The most notable facet of this week’s group of new high-prevalence counties is their political orientation. In the 2016 presidential election, voters of these counties together favored Trump over Hillary Clinton by a margin of 50 to 44. As shown in Figure 1, this makes May 4 to May 10 the third straight week when newly designated high COVID-19 prevalence counties housed voter populations that favored Trump over Clinton—a reversal from weeks prior.
County map 2
This trend is even more pronounced when examining Trump’s voter advantage in the number of counties that have reached high-prevalence status since the end of March. Of the 59 counties classified as high-prevalence on March 29, Clinton was victorious in more than half. But in the weeks between March 30 and April 19, Trump won in over twice as many new high-prevalence counties as Clinton (440 versus 215), with large numbers in the red states of Georgia (63 counties), Louisiana (43), Mississippi (35), and Indiana (31), and more modest gains in the swing states of Pennsylvania, Michigan, and Virginia. Three-quarters of these 2016 Trump counties were located in small or nonmetropolitan areas.
For counties that reached high COVID-19 prevalence in the past three weeks—between April 20 and May 10—Trump won over five times more of them than Clinton (548 versus 102) in the 2016 election. These are spread over broader parts of the South and Midwest, in largely red and purple states. While Georgia gained another 40 high-prevalence counties that Trump carried in 2016, Texas and North Carolina added to their totals with 39 and 26 new counties, respectively, as did Tennessee and Kentucky. Midwestern Trump counties reached high-prevalence in Indiana (34 counties), Iowa (31), and in the blue state of Minnesota (20). Among the tranche of Republican-leaning high COVID-19 prevalence counties added in the most recent week, nearly four-fifths were smaller metropolitan or heavily rural counties.

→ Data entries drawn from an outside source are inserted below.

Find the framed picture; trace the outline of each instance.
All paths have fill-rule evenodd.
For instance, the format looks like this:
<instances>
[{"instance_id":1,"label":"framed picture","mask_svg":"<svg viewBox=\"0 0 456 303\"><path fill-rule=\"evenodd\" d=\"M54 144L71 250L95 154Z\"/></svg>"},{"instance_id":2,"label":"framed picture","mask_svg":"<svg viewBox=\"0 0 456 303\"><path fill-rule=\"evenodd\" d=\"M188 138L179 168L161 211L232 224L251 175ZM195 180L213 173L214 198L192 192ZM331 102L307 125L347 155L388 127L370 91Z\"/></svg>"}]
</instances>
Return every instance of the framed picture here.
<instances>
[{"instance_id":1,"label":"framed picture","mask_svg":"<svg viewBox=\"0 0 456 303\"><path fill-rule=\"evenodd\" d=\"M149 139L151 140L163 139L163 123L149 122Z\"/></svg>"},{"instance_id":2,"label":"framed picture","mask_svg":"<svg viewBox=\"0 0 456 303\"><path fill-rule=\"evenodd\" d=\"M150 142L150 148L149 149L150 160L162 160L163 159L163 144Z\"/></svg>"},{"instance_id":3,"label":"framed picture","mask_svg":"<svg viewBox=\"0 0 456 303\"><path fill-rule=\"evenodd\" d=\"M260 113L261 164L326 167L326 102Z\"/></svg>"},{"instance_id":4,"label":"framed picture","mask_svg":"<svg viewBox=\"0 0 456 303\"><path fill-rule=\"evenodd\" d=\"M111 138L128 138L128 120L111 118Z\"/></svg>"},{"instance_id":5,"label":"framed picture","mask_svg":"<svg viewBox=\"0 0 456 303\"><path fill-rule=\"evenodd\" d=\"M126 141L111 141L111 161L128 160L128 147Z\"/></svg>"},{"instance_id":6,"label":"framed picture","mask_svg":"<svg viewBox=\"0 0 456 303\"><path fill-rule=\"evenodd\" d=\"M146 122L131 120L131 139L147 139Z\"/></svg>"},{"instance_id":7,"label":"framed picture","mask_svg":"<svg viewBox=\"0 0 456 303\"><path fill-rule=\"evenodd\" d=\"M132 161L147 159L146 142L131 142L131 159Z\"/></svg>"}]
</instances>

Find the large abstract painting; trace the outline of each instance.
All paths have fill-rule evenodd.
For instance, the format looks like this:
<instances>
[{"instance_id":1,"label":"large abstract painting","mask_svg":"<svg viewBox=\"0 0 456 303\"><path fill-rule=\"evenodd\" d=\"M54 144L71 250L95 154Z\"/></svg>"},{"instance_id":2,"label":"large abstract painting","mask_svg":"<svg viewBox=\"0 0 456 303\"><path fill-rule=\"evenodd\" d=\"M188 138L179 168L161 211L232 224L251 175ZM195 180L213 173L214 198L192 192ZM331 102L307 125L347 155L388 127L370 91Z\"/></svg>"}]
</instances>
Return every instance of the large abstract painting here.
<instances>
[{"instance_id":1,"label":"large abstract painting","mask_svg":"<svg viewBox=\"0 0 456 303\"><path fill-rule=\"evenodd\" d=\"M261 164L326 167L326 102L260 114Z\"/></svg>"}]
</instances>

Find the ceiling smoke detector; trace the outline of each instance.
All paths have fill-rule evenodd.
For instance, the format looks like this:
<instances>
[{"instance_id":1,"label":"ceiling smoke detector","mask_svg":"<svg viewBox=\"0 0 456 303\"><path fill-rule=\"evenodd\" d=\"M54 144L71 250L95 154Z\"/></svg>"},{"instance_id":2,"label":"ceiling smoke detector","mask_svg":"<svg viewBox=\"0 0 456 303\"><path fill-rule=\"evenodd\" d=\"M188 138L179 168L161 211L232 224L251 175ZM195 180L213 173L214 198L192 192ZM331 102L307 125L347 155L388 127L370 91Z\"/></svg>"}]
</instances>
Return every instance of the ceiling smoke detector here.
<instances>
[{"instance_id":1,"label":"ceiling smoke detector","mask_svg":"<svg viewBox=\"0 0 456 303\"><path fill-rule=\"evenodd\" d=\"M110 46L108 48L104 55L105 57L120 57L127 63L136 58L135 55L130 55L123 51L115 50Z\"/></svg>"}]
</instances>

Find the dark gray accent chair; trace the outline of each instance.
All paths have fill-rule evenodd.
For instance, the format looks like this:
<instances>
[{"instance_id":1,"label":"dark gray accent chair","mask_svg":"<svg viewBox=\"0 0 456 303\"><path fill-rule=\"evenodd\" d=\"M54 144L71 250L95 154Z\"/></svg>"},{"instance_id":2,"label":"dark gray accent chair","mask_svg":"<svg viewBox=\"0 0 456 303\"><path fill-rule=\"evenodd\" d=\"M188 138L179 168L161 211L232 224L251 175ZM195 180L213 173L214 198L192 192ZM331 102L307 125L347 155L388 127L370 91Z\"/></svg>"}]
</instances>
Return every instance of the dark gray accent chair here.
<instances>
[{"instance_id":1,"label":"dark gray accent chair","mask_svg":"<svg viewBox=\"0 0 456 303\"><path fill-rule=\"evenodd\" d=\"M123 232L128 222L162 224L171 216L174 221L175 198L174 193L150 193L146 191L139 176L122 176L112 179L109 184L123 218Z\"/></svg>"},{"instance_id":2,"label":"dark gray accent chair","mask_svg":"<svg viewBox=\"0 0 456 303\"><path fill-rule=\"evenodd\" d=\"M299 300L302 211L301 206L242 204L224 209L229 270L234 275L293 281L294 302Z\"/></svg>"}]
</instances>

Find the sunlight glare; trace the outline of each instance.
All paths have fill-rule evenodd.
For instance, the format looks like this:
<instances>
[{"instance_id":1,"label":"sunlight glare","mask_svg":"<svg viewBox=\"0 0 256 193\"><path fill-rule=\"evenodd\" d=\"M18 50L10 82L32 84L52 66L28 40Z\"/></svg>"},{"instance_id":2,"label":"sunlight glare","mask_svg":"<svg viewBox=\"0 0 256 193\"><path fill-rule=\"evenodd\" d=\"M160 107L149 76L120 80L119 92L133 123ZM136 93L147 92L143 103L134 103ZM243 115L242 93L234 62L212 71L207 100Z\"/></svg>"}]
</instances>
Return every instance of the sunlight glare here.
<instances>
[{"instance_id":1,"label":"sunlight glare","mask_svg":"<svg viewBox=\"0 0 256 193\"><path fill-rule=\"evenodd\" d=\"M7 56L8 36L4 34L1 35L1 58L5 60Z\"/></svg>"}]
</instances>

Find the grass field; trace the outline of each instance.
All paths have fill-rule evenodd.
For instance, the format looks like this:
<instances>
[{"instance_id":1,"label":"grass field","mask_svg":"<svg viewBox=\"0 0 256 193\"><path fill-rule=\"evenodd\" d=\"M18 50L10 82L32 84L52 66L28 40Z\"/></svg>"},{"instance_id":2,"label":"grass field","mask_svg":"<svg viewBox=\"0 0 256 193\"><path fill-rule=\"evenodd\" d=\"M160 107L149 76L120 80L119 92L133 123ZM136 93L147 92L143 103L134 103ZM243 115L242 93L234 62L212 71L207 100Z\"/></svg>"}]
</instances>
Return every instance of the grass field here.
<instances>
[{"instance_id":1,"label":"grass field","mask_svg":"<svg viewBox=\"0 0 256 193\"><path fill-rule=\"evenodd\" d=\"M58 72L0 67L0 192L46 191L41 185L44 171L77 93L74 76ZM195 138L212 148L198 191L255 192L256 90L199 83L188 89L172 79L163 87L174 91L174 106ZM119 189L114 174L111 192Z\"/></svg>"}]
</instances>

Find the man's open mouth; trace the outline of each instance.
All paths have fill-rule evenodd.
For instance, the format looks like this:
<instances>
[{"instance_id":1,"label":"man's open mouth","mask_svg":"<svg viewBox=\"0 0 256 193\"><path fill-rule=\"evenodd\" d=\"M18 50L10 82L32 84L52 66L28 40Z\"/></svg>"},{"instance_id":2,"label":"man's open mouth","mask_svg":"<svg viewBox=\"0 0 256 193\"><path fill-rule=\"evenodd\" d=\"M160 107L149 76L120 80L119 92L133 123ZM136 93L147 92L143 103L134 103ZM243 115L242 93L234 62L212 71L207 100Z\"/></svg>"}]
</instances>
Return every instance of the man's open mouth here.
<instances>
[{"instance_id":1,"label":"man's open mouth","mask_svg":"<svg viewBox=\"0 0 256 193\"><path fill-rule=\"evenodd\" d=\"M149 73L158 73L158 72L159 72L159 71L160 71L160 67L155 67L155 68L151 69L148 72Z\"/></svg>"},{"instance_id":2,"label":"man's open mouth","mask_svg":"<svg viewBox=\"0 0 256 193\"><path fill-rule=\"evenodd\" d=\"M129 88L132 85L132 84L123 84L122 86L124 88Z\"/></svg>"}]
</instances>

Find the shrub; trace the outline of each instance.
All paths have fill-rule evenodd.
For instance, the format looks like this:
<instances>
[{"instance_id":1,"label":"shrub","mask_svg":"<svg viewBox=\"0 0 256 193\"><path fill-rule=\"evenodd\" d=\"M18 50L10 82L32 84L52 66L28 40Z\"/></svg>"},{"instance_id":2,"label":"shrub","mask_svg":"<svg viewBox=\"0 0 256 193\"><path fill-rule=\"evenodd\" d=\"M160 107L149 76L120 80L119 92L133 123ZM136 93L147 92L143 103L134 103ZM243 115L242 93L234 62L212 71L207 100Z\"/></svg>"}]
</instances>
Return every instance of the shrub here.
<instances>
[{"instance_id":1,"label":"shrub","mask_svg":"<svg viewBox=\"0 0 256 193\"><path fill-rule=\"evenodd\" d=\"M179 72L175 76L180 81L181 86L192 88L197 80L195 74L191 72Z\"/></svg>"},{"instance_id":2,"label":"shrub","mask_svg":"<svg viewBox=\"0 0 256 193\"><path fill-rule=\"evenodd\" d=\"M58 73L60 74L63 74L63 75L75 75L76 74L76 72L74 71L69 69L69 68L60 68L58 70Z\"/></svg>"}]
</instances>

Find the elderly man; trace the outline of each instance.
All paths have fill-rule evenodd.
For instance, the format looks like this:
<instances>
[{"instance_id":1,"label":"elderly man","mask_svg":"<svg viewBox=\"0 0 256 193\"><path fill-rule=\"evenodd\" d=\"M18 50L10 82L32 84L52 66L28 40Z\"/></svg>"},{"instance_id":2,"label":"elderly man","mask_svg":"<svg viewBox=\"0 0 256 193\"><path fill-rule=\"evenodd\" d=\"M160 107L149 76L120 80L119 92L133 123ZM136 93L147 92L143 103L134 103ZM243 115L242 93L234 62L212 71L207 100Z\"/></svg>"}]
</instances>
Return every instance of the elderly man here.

When looking at the state level, it is clear that high-prevalence counties are increasingly representing populations in red states. Back on April 19, 23 states had at least 40% of their residents living in high-prevalence counties. Since then, 19 new states joined those ranks, including 15 states that voted for Trump—most recently, Missouri and North Dakota. There are now 23 red states in which more than two-fifths of the population resides in high COVID-19 prevalence counties, compared to just 19 blue states that have reached this status.
This analysis makes plain that, over the six-week period since the end of March, there has been a broad dispersion of COVID-19 cases into smaller, less dense areas in all parts of the country, comprising populations from a wide range of demographic categories. It is especially noteworthy that, over the past three weeks, more residents of newly designated high COVID-19 prevalence counties voted for Trump over Clinton in the 2016 presidential election. This suggests that, despite recent protests and polling, debates over reopening the economy could turn out to be far more nuanced than a simple red America versus blue America disagreement.